Saturday, April 07, 2012

Market Climate Update

Equity markets have risen significantly since the local minima in autumn of 2011. However it is very important to note that this market rise is one of Mr. Market's classic mood swings.

Underlying Problems
Nothing of fundamental nature has changed since the autumn of 2011. The risks still abound. Euro crisis is still a clear and present danger-- albeit European banks are enjoying the vast liquidity injection in form of the ECB LTRO action. It is important to note that Euro zone has a solvency problem, of which a symptom is lack of liquidity.

Providing liquidity brings temporary relief, but this only removes the symptoms until they present themselves again. This is because the underlying problem isn't addressed. The underlying problem is large amounts of debt and an incomplete political union structure.

I believe that it is just a matter of time before the symptoms of the problem are visible again.

As for other risks, there are too many to explain here, but I will just run down my list:
  • Unsustainable debt levels in Japan
  • Unsustainable debt level at the U.S.
  • Chinese economy slowdown
  • Immense scale-back of Chinese infrastructure spending 
  • Housing at very high valuations in many of the developed economies
  • S&P 500 CAPE over 23
Portfolio Strategy
What is an intelligent investor to do in this scenario? With so many dangers on the horizon and the market valuation at relatively high levels, the best thing to do is wait it out. The portfolio strategy I am following is to sell my fully priced positions now to raise cash, which is about 30% of the portfolio.

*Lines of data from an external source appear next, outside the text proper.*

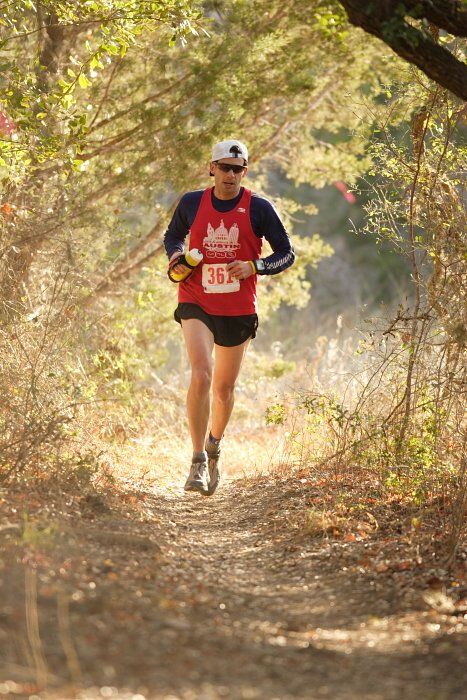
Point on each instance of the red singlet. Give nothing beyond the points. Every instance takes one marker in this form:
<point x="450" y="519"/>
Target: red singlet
<point x="222" y="237"/>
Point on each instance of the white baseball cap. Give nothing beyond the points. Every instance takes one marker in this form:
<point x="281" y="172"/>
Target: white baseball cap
<point x="230" y="149"/>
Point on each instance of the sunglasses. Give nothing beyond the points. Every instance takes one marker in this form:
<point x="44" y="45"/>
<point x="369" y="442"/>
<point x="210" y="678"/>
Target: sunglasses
<point x="225" y="167"/>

My particular problem is that the market rise that started late 2011 and into Q1 2012 has raised market value of my positions significantly, but most of them are still not close to my [conservative] fair value measures. Unfortunately, my portfolio businesses have not received any buyout bids in the recent M&A activity.

This is almost exactly the same position I found myself back in 2011 when I posted these two posts.

That tactical move to build up cash in early 2011 helped me deploy it to build sizable position in Bank of America (BAC) when the pessimism enveloped it. I intend to continue to own BAC even after the recent 90% rise, since I believe the real value of this structurally crucial institution is much higher than the market is realizing. That move to cash also helped me average down on some of my other positions.